Doch es gibt keine Einzeltäter. Der Täter von Hanau, Tobias R., ist ein Produkt dieser Gesellschaft und diese hätte aufhorchen müssen. Gründe hätte es genug gegeben.

Betroffenheit und Lippenbekenntnisse reichen nicht mehr, es ist Zeit für Konsequenzen. Diese Gesellschaft muss sich verändern. Es braucht ein genaues Zuhören und eine Solidarisierung mit den Betroffenen. Es braucht eine praktische Entnazifizierung – der Ämter und Institutionen, der Polizei und Behörden. Der strukturelle Rassismus muss bedingungslos und überall bekämpft werden, genauso wie der Alltagsrassismus, den alle Hinterbliebenen nur allzu gut kennen. Die Familien der Opfer von Hanau wissen auch ein Jahr nach der Tat nicht genau, was mit ihren Kindern passiert ist. Viele Fragen sind offen, es gibt keine plausible Erklärung, warum Vili Viorel Păun den Notruf in der Tatnacht nicht erreichen konnte.

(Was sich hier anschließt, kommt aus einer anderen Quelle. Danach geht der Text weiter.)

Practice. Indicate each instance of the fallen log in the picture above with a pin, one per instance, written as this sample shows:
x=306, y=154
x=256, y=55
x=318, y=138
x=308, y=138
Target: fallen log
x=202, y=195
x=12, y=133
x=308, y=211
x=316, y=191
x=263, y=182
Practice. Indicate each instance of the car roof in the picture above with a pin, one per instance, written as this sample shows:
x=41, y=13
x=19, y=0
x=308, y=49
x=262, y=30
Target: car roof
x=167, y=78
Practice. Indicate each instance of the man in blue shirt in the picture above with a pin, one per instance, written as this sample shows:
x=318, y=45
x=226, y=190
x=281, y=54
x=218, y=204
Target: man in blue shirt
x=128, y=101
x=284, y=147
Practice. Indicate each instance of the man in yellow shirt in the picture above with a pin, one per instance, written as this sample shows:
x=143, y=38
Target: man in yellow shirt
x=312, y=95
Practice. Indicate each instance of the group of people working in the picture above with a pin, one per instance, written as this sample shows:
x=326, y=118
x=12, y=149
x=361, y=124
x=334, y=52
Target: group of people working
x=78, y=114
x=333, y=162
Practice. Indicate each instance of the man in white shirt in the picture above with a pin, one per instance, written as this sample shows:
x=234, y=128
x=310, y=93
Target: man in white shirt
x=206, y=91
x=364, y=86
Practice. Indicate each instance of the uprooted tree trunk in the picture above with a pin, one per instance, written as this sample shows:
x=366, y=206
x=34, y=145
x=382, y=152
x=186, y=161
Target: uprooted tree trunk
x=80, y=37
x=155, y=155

Die Überlebenden und Angehörigen der Opfer werden wieder kriminalisiert und nicht gehört.

Unser Verband der Vereinigung der Verfolgten des Naziregimes / Bund der Antifaschist*innen steht an der Seite aller Opfer rassistischer und faschistischer Gewalt, ihr den Boden zu entziehen ist unser gemeinsames Ziel.

Wir senden den Betroffenen des Anschlags von Hanau, ihren Angehörigen, Freund*innen und Bekannten unsere Solidarität und unser Mitgefühl.